Learning with Expert Abstractions for Efficient Multi-Task Continuous Control
This work addresses sample inefficiency and generalization challenges in continuous control for robotics or autonomous systems, though it is incremental by building on hierarchical reinforcement learning with expert abstractions.
The paper tackles the problem of inefficient decision-making in continuous multi-task environments by using expert-provided abstractions to guide hierarchical reinforcement learning, resulting in improved sample efficiency, task completion rates, and zero-shot generalization compared to existing methods.
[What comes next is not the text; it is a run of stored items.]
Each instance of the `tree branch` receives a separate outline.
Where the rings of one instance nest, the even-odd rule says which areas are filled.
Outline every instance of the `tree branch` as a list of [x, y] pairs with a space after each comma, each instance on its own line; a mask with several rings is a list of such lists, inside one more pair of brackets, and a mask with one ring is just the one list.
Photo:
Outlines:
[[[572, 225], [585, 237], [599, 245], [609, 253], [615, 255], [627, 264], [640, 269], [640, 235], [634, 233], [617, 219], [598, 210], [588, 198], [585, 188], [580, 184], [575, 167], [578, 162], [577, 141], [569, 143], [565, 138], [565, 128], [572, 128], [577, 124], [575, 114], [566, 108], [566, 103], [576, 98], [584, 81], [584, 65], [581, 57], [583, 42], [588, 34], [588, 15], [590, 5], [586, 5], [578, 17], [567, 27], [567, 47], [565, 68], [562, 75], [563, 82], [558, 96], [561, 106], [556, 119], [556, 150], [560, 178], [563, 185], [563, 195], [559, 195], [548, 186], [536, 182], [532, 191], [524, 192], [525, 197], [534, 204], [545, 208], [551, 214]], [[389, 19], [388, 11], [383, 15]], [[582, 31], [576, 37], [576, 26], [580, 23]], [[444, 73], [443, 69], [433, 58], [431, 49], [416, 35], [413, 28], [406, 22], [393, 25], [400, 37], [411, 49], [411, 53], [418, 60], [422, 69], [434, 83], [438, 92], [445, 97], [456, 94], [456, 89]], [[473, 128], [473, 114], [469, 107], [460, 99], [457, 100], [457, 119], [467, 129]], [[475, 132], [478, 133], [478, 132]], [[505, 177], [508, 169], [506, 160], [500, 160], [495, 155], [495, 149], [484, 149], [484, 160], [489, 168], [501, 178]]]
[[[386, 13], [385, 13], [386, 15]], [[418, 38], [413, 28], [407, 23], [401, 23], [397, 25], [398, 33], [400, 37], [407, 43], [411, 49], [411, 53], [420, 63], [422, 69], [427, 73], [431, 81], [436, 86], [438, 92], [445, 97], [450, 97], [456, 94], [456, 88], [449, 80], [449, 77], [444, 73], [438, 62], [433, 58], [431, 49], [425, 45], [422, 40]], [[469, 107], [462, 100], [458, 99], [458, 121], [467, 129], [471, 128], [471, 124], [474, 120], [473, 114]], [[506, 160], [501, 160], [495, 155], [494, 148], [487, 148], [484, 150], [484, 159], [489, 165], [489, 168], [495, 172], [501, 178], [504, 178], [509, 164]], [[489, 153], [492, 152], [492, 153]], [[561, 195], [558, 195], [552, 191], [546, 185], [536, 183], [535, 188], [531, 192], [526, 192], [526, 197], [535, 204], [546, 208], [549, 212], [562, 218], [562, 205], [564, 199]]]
Decision-making in complex, continuous multi-task environments is often hindered by the difficulty of obtaining accurate models for planning and the inefficiency of learning purely from trial and error. While precise environment dynamics may be hard to specify, human experts can often provide high-fidelity abstractions that capture the essential high-level structure of a task and user preferences in the target environment. Existing hierarchical approaches often target discrete settings and do not generalize across tasks. We propose a hierarchical reinforcement learning approach that addresses these limitations by dynamically planning over the expert-specified abstraction to generate subgoals to learn a goal-conditioned policy. To overcome the challenges of learning under sparse rewards, we shape the reward based on the optimal state value in the abstract model. This structured decision-making process enhances sample efficiency and facilitates zero-shot generalization. Our empirical evaluation on a suite of procedurally generated continuous control environments demonstrates that our approach outperforms existing hierarchical reinforcement learning methods in terms of sample efficiency, task completion rate, scalability to complex tasks, and generalization to novel scenarios.